Topic:  A category or feed name to which the records are published.

Partition: In each topic, cluster will maintain partition log (which is a division of topic and will be same in all other servers in the cluster for same topic).

A topic may have multiple partitions and the partitions are replicated across the brokers. Each of the partition contains messages/records in immutable ordered sequence.

Workflow:

  1. Producer will send the message to a partition in a topic and it will be replicated across all brokers for fault tolerance. Producer can send the message to same by mentioning a key value.
  2. The broker, in which the source write a message in partition acts as leader and replicates the message to the same partitions in all other brokers. Zoo-Keeper is used to monitor the leader and elect a new leader if the leader is down.
  3. The messages are appended in the partitions in same sequence and an offset number will be created for each message.
  4. When a consumer registered to a topic, the offset number is shared to the consumer and  consumer can start consuming the new message upon arrival.
  5. Upon each and every message consumption by consumer, the offset advances linearly along the partition log and the same will be kept in zoo keeper. In-case of connection drop issues, zoo-keeper will notify consumer on the last successful offset number on re-connection.
  6. Unlike traditional brokers, the consumer can skip/rewind to desired offset and consume the messages.
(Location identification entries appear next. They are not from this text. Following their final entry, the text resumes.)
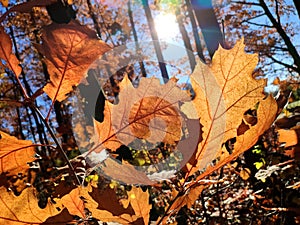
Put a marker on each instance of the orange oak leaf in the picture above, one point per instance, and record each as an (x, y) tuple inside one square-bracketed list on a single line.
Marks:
[(24, 209), (187, 198), (124, 173), (73, 203), (6, 53), (102, 204), (139, 201), (150, 112), (225, 90), (289, 137), (69, 50), (15, 154)]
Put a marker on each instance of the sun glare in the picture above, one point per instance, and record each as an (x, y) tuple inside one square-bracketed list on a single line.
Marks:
[(166, 26)]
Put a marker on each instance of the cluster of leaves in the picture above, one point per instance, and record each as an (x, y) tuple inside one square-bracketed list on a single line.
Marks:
[(229, 108)]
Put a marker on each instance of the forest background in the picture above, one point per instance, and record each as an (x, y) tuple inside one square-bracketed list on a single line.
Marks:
[(53, 111)]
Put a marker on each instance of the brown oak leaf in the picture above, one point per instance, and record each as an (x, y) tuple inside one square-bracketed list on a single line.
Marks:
[(225, 90), (139, 201), (15, 154), (150, 111), (6, 53), (69, 50), (24, 209)]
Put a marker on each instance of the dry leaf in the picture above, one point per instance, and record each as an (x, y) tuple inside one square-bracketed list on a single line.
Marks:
[(187, 199), (225, 90), (245, 173), (266, 113), (73, 203), (6, 53), (4, 3), (15, 154), (139, 201), (24, 209), (289, 137), (148, 112), (69, 50), (102, 204)]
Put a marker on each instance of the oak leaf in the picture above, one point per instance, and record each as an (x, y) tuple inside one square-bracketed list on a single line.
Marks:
[(6, 53), (289, 137), (4, 3), (139, 201), (150, 111), (15, 154), (125, 173), (73, 203), (24, 209), (25, 7), (225, 90), (69, 50)]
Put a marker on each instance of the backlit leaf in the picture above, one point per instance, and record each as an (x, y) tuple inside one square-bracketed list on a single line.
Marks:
[(225, 90), (102, 204), (69, 50), (6, 53), (142, 113), (4, 3)]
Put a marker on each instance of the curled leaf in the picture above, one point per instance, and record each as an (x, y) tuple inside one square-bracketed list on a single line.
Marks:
[(69, 50)]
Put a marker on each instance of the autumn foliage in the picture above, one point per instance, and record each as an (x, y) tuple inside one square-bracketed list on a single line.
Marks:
[(199, 135)]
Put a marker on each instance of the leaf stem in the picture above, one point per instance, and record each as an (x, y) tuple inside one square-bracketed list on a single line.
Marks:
[(60, 149)]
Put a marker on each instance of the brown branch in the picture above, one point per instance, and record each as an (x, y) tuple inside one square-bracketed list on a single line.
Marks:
[(292, 50)]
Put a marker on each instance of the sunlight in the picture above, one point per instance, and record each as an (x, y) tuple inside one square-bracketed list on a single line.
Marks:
[(166, 26)]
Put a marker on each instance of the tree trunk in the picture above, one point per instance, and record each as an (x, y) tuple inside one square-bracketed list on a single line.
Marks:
[(208, 23)]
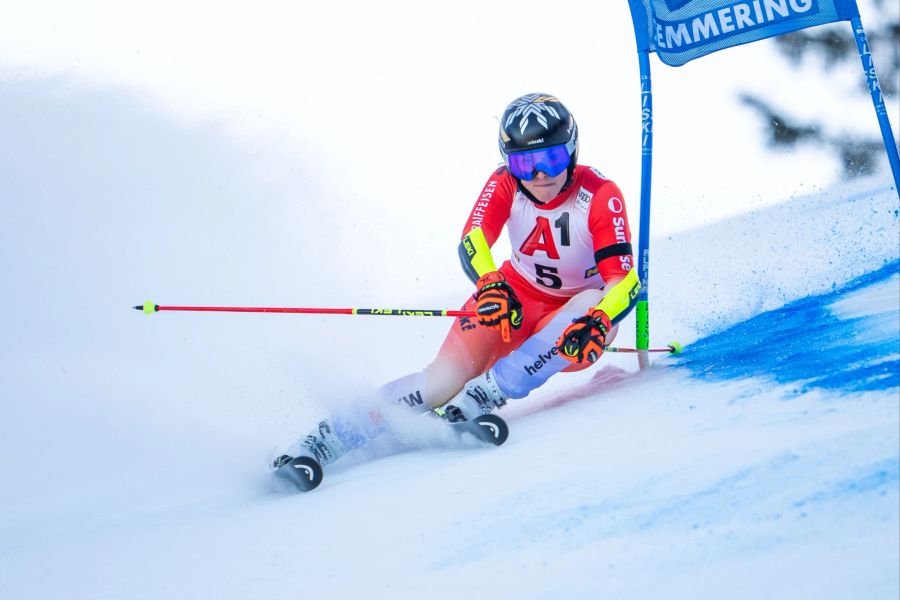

So how to avoid duplication?

Using offset value, the consumer will consume the message. Consumer and Zoo-Keeper will know a consumer process current offset value. If the connection  terminates, zoo-keeper will keep track of current offset value for a consumer and it will be shared to consumer once the connection is established again.

How point-to-point and pub-sub is achieved in Kafka?

The consumers register themselves in a group called consumer group and consumer group subscribe to a topic. When a message published to a topic, it is delivered to one consumer in a consumer group.

At any point of time, the total number of consumers in a consumer group should not exceed the total number of partitions, else some consumers in that group may remain idle until existing consumer dies.

If there is a Kafka cluster contains two brokers, each one of them has two partitions and one consumer group with two consumers then all the consumers in that group will have two connections from the partitions.

If there is a consumer group with four consumers then each one will have one connection. If any new consumer added, it has to wait for some other consumer in the same group to exit.

Point-to-point:

The consumer group allows you to divide up processing over a collection of processes (the members of the consumer group).

Pub-Sub:

Kafka allows you to broadcast messages to multiple consumer groups.

Means with single existing architecture, it can support both of them. It is achieved by dividing up the processes within a consumer group (point-to-point), in the same time broadcasting the same records to multiple consumer groups from a broker(pub-sub).

As a beginner, I wanted to share some questions which I searched about Kafka initially and hope to write another story with some deep learning in Kafka.